A motivação para empreender

Eder Bolson em seu livro “Tchau, Patrão!”, afirma que mais do que por ganância, empreendedores, na maioria das vezes, têm outras motivações como por exemplo a busca por realização pessoal ou prestígio social ou até pelo simples fato de gostarem de competir, vencer e saborear vitórias. São também citadas, em menor número, motivações sociais, ou de inspiração religiosa, como a necessidade de fazer algo que possa gerar emprego e renda para determinadas comunidades, o chamado empreendedorismo social, tema de outro artigo meu aqui no Business Drops.

Em seu artigo no site “Comunidade ADM” ele conclui “ Está na hora de separar o joio do trigo, sem arrancar o trigo.

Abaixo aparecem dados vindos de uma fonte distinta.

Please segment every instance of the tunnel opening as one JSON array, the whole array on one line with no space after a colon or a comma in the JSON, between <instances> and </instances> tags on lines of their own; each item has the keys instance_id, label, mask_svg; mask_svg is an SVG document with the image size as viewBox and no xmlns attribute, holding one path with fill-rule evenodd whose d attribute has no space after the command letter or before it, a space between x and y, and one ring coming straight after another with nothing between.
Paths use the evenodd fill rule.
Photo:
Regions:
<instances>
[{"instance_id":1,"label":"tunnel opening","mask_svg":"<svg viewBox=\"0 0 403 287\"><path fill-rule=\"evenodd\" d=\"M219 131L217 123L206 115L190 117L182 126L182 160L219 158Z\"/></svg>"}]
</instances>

Está na hora da sociedade brasileira valorizar mais o êxito individual e deixar de abominar o lucro empresarial como algo pecaminoso. Por outro lado, os verdadeiros empresários não precisam mais falar de suas atividades lucrativas com qualquer tipo de constrangimento. Eles precisam se sentir como agentes ou motores do desenvolvimento, como sustentáculos da imensa pirâmide que é o mundo capitalista.”

Então, qual o problema do lucro?

O próprio conceito de lucro já promove polêmica, pois do ponto de vista econômico ele é definido como “ ganho auferido durante uma operação comercial ou no exercício de uma atividade econômica”, mas seu substantivo é definido como “ qualquer vantagem, benefício (material, intelectual ou moral) que se pode tirar de alguma coisa” o que claramente implica em uma conotação negativa, onde uma parte se beneficia de outra.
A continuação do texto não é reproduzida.